Reputation: 2513
I am downloading xls files from this page with a loop through url's with R (based on this first step):
getURLFilename <- function(url){
require(stringi)
hdr <-paste(curlGetHeaders(url),collapse = '')
fname <- as.vector(stri_match(hdr,regex = '(?<=filename=\\").*(?=\\")'))
fname
}
for(i in 8:56) {
i1 <- sprintf('%02d', i)
url <- paste0("https://journals.openedition.org/acrh/29", i1, "?file=1")
file <- paste0("myExcel_", i, ".xls")
if (!file.exists(file)) download.file(url, file)
}
The files are downloaded but corrupted.
Upvotes: 0
Views: 155
Reputation: 24272
You should use mode="wb"
in download.file
to write the file in binary mode.
library(readxl)
for (i in 8:55) {
i1 <- sprintf('%02d', i)
url <- paste0("https://journals.openedition.org/acrh/29", i1, "?file=1")
if (is.na(format_from_signature(url))) {
file <- paste0("myPdf_", i, ".pdf")
} else {
file <- paste0("myExcel_", i, ".xls")
}
if (!file.exists(file)) download.file(url, file, mode="wb")
}
Now the downloaded Excel files are not corrupted.
Upvotes: 2
Reputation: 389325
Here is a bit different approach using rvest
to scrape the URL's to download and filename to save only the XLS files and not the PDF's.
library(rvest)
url <- "https://journals.openedition.org/acrh/2906"
#Scrape the nodes which we are interested in
target_nodes <- url %>%
read_html() %>%
html_nodes(xpath = '//*[@id="annexes"]') %>%
html_nodes("a")
#Get the indices which ends with xls
inds <- target_nodes %>% html_text() %>% grep("xls$", .)
#Get the corresponding URL for the xls files and paste it with prefix
target_urls <- target_nodes %>%
html_attr("href") %>% .[inds] %>%
paste0("https://journals.openedition.org/acrh/", .)

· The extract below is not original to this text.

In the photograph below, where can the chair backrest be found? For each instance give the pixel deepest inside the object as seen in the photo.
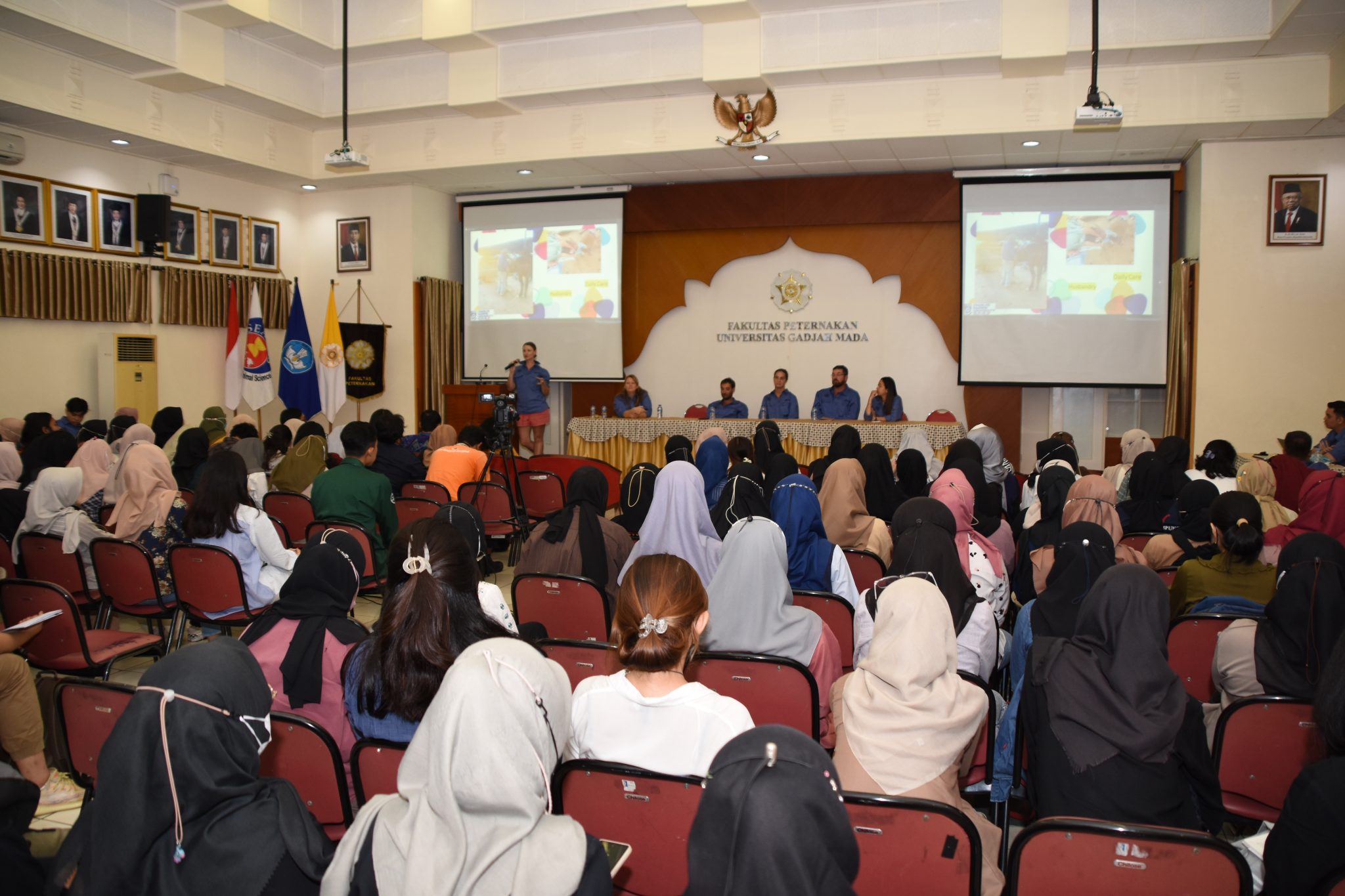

#Get the target name to save file
target_name <- target_nodes %>%
html_text() %>%
grep("xls$", ., value = TRUE) %>%
sub("\\s+", ".", .) %>%
paste0("/folder_path/to/storefiles/", .)
#Download the files and store them at target_name location
mapply(download.file, target_urls, target_name)
I manually verified 3-4 files on my system and I am able to open them and the data match as well when I manually download them from the url
.
Upvotes: 2